How to Think Like a Physician When Designing
Keep it simple when designing systems for physicians. While it may not be simple to build, an ultimate product that is streamlined, efficient and delivers the right data at the right time with the right ease of access to the physician will ultimately result in the best physician adoption.
Keep in mind that Electronic Health Records are a tool for physicians to use in their core business, patient care. The EHR is just like a scalpel for a surgeon or a stethoscope for a cardiologist. These days it would be difficult to practice medicine without any of these valuable tools. But, if any of them are not working properly, it is certain to be a bad day for the doctor.
Here are some general tips when designing for physicians.
- Always validate your build suggestions with physicians who are actually using the tool to see patients.
- If it is a cool new feature that looks great and is cutting edge, but doesn’t save clicks, increase the amount of information easily available to physicians in one place or clearly improve patient outcomes, don’t implement it.
- Reserve alerts to the bare minimum required for patient safety or quality care. Acknowledging alerts can add hundreds of clicks (and minutes to hours of time) to a physician’s day without positively affecting patient outcomes due to alert fatigue. Make your alerts count!
- Make alerts actionable.

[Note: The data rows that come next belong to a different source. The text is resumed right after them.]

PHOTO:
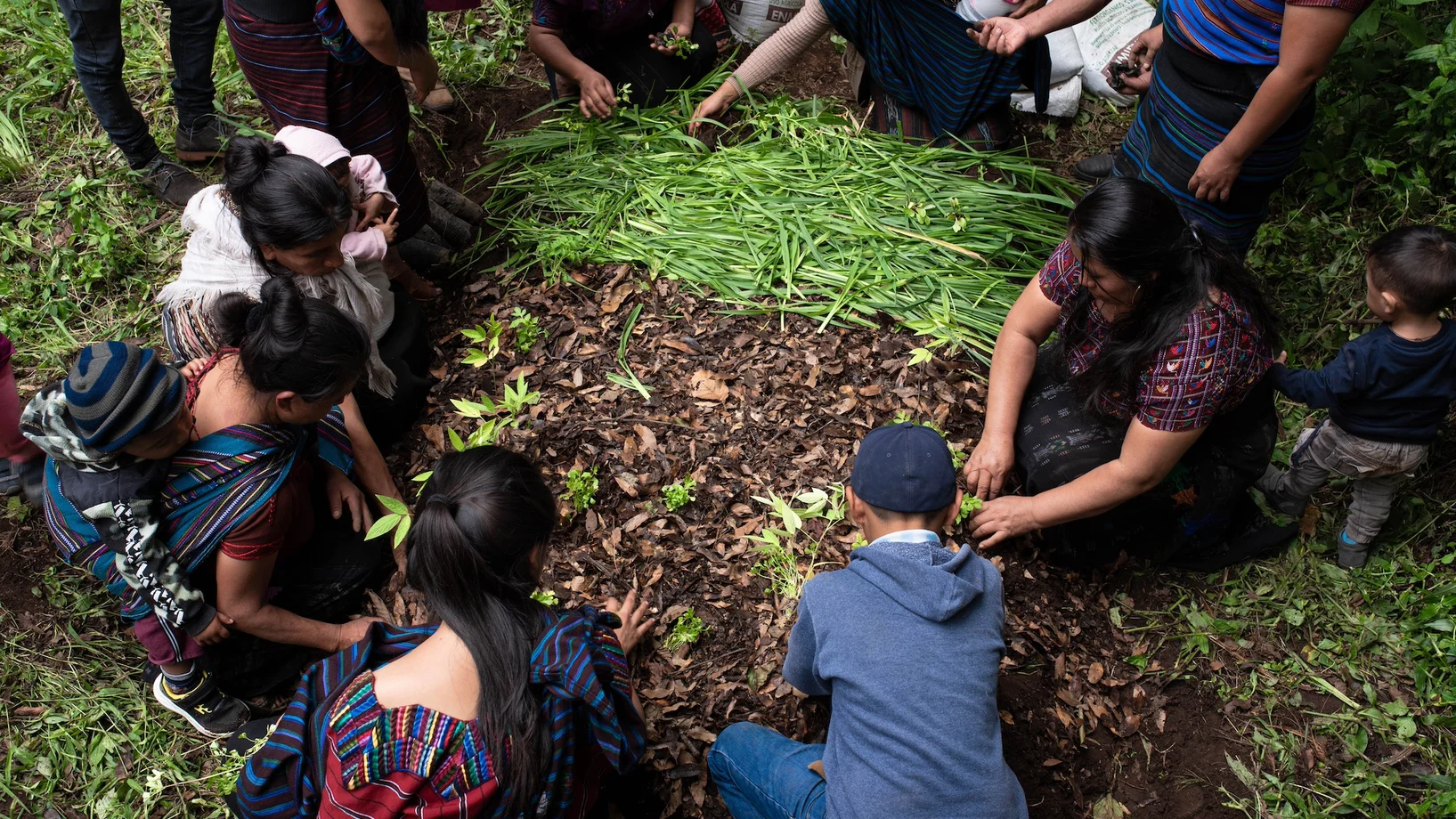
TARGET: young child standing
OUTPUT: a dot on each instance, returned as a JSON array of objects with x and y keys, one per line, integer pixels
[
  {"x": 110, "y": 431},
  {"x": 1387, "y": 392},
  {"x": 370, "y": 236},
  {"x": 907, "y": 644}
]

Allow physicians to perform any task necessary right from the alert without having to go to another screen.
- Place as much relevant patient data on one screen for review all at once as possible (as long as it is easy to read). An at-a-glance report like a snapshot is incredibly valuable when triaging patients or preparing to walk into an exam room.
- Build strong synopsis reports to view relevant trends over time for patients with chronic conditions.

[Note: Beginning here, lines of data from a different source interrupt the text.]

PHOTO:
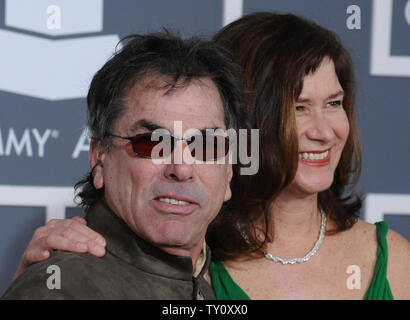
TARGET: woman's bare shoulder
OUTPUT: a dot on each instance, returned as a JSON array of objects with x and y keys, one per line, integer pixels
[{"x": 398, "y": 266}]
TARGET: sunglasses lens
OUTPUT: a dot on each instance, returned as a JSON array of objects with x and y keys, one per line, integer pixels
[{"x": 142, "y": 145}]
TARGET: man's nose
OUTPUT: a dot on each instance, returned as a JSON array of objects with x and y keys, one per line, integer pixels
[
  {"x": 320, "y": 128},
  {"x": 180, "y": 169}
]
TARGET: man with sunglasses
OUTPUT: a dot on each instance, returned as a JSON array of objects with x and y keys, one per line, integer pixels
[{"x": 153, "y": 215}]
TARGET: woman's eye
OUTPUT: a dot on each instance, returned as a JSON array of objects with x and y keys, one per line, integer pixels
[{"x": 335, "y": 104}]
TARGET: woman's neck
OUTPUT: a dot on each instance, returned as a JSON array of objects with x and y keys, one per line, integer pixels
[{"x": 295, "y": 223}]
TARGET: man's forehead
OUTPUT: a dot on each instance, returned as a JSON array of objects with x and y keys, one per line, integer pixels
[{"x": 196, "y": 104}]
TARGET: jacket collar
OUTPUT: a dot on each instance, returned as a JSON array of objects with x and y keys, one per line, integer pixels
[{"x": 127, "y": 246}]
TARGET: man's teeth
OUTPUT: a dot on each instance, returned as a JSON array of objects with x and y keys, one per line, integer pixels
[
  {"x": 173, "y": 201},
  {"x": 313, "y": 156}
]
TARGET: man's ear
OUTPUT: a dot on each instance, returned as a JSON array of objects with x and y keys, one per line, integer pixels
[
  {"x": 228, "y": 192},
  {"x": 97, "y": 155}
]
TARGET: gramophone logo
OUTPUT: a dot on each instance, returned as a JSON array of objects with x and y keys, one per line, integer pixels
[
  {"x": 382, "y": 62},
  {"x": 57, "y": 58}
]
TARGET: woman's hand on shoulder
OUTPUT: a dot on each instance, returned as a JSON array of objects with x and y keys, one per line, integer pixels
[
  {"x": 61, "y": 234},
  {"x": 398, "y": 267}
]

- Different specialties need to see different information. Make sure that you build specialty specific reports and filters to speed viewing of relevant patient information.

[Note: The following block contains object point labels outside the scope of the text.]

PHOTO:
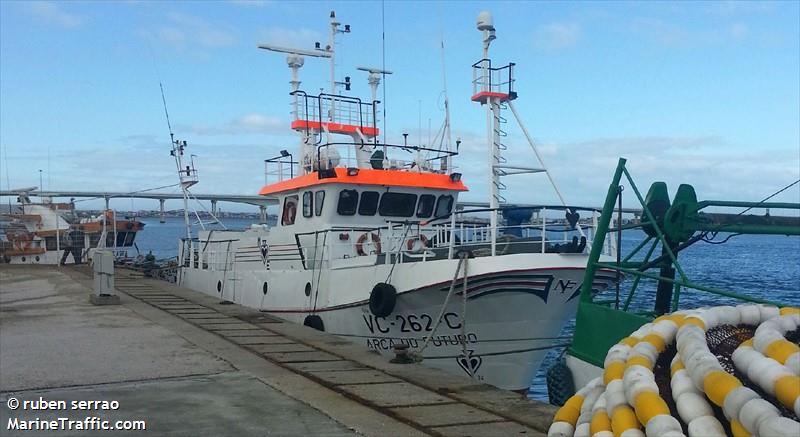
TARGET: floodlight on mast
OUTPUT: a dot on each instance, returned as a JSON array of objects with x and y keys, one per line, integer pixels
[{"x": 374, "y": 79}]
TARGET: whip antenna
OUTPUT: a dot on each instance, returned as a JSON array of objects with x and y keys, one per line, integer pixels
[{"x": 166, "y": 113}]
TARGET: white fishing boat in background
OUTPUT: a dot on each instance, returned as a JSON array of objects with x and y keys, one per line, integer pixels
[
  {"x": 369, "y": 244},
  {"x": 48, "y": 232}
]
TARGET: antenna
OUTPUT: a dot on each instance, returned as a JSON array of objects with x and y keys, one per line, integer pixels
[
  {"x": 318, "y": 53},
  {"x": 374, "y": 78}
]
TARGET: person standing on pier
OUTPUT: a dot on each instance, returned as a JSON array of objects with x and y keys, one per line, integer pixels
[{"x": 73, "y": 243}]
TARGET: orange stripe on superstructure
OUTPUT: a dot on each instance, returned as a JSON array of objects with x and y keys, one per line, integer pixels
[
  {"x": 368, "y": 176},
  {"x": 337, "y": 128}
]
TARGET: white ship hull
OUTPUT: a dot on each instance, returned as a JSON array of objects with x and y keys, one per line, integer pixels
[{"x": 516, "y": 306}]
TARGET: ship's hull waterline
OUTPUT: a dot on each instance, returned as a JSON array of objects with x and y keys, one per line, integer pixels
[{"x": 516, "y": 307}]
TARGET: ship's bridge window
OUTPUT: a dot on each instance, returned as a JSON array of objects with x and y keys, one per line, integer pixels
[
  {"x": 444, "y": 206},
  {"x": 397, "y": 204},
  {"x": 319, "y": 200},
  {"x": 425, "y": 206},
  {"x": 348, "y": 200},
  {"x": 369, "y": 203},
  {"x": 289, "y": 210},
  {"x": 308, "y": 204}
]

- Understand provider workflows and build navigators that mimic that workflow closely. Avoid adding extra sections or tasks to the navigators “just in case” the doctor wants to use them. Make these extra activities accessible but not part of the stream-lined workflow.
- Build so that each care team member can work at the top of their licensure. If a physician credential is not required to complete a task, design workflows that allow alternate care team members to perform the task.
- Design evidence-based protocols into the workflow rather than creating alerts.
- Make sure that all build changes having integrated testing before being put into production. There is nothing worse than announcing a great change, only to have that change break three other things for doctors or staff. Even small “breaks” can make a big difference in physician productivity!
These are just a few suggestions that will go a long way toward keeping doctors happy!